The new finding is important because it could make available a class of new antiviral drugs to prevent and treat influenza at a time when fear of a global pandemic is heightened and available antiviral drugs are losing their potency.
"This gives us another tool," says Stacey Schultz-Cherry, a UW-Madison professor of medical microbiology and immunology and the senior author of the new report. "We're quickly losing our antivirals."
The new drug, which was tested on cells in culture and in mice, conferred complete protection against infection and was highly effective in treating animals in the early stages of infection. Untreated infected animals typically died within a week. All of the infected animals treated with small doses of the drug at the onset of symptoms survived.
"Pretreatment with (the peptide) provided 100 percent protection against numerous subtypes (of flu), including the highly pathogenic H5N1 viruses...," according to the Journal of Virology report.
The new drug, known as "entry blocker," is a fragment of a larger human protein whose role in biology is to help things pass through membranes such as those that encapsulate cells.
Although the peptide's precise mechanism for thwarting flu remains to be deciphered, it seems to work by blocking the virus' ability to latch onto a key cell surface molecule that the virus uses to get inside cells. To survive and reproduce, viruses must gain access to cells where they make new infectious particles to infect yet more cells in a cascade of infection.
The scientific team emphasized that while the new drug shows great promise, much work remains to determine optimal dosage, efficacy and safety before the drug can be tested in a human patient. One possibility is that the new agent could be used as part of an anti-influenza cocktail of drugs, much like those used to treat HIV infection. The team hopes to move the research into preclinical phase as quickly as possible.
Currently, there are a few effective antiviral medications on the market for influenza, but they are beginning to show signs that they are losing their effectiveness, and scientists and health professionals worry that the flu virus, and especially the H5N1 bird flu virus, will evolve to the point where existing drugs are no longer effective. Drugs now on the market work by either preventing virus replication within the cell or preventing the release of viruses from the cell.
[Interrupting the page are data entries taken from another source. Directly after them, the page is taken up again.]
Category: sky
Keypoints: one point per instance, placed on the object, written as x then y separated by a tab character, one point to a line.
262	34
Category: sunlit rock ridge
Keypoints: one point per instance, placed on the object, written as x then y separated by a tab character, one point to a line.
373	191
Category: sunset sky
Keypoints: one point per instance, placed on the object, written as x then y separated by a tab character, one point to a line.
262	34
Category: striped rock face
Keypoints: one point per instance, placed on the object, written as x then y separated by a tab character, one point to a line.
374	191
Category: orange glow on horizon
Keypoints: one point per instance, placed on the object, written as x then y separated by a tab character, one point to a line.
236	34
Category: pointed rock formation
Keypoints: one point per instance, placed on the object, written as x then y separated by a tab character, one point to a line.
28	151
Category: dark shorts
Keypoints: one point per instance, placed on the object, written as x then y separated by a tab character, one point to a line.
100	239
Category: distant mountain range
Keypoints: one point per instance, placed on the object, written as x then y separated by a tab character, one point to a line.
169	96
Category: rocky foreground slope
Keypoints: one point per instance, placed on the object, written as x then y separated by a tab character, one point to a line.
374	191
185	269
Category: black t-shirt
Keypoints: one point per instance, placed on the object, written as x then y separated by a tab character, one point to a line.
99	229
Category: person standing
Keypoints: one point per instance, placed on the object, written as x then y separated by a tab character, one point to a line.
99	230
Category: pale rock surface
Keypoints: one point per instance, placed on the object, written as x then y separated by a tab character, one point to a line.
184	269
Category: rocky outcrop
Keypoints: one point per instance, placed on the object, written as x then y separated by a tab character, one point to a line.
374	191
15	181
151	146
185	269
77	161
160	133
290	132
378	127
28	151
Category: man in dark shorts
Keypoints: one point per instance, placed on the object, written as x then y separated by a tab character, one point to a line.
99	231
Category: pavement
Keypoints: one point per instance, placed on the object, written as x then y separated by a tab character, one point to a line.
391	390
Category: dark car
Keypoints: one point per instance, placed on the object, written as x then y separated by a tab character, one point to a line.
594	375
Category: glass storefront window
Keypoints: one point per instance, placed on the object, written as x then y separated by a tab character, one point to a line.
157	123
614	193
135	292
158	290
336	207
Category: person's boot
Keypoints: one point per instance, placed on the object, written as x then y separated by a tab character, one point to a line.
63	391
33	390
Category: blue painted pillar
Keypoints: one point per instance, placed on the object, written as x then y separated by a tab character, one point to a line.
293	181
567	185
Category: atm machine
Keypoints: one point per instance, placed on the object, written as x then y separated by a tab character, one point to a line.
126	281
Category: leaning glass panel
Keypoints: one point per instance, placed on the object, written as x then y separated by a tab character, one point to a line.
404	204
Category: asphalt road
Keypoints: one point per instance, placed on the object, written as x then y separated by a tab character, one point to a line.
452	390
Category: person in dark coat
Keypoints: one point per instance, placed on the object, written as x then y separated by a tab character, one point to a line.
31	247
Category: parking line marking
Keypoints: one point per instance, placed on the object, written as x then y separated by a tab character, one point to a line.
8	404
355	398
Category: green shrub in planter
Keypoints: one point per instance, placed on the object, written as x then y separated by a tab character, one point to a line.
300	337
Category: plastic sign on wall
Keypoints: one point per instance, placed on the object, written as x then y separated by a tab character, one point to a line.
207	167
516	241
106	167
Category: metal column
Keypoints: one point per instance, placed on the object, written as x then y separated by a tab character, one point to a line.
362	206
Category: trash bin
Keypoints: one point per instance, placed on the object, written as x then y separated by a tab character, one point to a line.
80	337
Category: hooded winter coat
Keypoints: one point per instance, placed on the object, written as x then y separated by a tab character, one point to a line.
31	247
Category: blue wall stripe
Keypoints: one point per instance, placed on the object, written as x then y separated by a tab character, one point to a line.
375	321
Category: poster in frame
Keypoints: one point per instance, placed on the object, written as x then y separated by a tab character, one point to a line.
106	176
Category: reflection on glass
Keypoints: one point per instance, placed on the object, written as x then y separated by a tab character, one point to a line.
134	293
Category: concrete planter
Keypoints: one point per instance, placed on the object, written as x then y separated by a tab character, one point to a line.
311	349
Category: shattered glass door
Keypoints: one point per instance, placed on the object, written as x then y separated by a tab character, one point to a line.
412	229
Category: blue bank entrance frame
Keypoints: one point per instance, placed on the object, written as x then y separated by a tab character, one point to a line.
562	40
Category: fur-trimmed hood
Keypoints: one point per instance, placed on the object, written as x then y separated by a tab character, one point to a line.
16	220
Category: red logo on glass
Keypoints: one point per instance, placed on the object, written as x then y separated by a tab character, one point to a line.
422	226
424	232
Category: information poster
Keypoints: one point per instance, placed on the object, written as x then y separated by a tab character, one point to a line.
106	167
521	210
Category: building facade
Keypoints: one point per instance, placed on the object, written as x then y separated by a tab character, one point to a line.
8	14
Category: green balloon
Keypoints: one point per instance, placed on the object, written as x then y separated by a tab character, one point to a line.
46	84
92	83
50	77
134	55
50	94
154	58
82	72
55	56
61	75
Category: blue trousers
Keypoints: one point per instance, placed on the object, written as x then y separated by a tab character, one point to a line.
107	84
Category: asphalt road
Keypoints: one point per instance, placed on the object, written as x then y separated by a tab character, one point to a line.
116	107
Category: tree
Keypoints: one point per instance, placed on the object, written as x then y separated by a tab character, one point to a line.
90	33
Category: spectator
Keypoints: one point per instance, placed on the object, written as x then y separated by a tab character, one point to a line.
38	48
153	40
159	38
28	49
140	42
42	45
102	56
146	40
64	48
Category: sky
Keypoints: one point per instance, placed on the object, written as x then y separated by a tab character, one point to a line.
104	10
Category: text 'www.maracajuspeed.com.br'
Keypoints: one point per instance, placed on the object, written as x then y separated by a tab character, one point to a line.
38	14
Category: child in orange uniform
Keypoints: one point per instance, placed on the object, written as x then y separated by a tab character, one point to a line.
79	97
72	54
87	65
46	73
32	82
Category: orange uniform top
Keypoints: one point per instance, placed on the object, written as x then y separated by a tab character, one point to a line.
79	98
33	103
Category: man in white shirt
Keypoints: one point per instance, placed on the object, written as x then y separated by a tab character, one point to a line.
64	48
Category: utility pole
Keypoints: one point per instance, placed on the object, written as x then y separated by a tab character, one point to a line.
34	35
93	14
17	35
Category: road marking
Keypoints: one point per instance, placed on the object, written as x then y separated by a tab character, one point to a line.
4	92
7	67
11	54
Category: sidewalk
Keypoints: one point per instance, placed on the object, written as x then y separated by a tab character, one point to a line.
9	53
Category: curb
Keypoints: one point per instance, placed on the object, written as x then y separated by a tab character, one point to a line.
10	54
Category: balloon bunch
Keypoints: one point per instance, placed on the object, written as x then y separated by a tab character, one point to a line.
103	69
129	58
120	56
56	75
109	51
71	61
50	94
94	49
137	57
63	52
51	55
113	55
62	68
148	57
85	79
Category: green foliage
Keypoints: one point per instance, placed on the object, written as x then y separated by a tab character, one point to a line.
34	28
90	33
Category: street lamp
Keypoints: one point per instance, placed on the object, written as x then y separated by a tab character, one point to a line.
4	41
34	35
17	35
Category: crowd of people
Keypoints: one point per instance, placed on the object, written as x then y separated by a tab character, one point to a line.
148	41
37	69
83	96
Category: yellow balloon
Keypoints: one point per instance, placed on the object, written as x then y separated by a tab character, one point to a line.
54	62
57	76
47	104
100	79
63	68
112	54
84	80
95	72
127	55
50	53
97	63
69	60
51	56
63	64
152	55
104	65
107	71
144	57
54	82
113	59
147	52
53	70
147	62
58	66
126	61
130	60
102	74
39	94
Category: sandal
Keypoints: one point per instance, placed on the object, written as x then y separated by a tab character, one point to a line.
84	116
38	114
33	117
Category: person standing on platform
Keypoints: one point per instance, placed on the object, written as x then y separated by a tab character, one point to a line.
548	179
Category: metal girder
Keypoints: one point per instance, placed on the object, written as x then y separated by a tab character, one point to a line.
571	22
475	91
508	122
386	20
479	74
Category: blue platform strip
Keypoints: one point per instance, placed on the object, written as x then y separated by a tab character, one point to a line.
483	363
The peptide found by the Wisconsin group seems to work in an entirely different way.
"It attacks a completely different part of the virus life cycle," explains Curtis R. Brandt, a co-author of the study and a UW-Madison professor of medical microbiology and immunology and of ophthalmology and visual sciences. "The virus can't even get into the cell. The peptide is blocking the very earliest step in infection."
Antiviral drugs are considered to be a critical line of defense in the event of an influenza epidemic or pandemic. Vaccines are the most important defense, but new vaccines must be customized in response to an outbreak of disease and it can take as long as a year to formulate and manufacture vaccine in quantity. Antiviral drugs, it is anticipated, would be used to buy time to produce a vaccine in the event of a flu pandemic.
And one intriguing possibility, the Wisconsin scientists add, is that the drug might be able to help stimulate an immune response to flu as the peptide failed to block all of the virus particles in their experiments. A few persistent virus particles, while not enough to make a patient sick, could give the immune system the viral template it needs to mount an effective response, just like a vaccine.
The flu-thwarting qualities of the peptide were observed after similar peptides were found by Brandt and his colleagues to stop herpes simplex virus infection.
The Wisconsin work was supported by grants from the UW-Madison School of Medicine and Public Health Education and Research Committee, the National Institutes of Health and the Defense Advanced Research Projects Agency.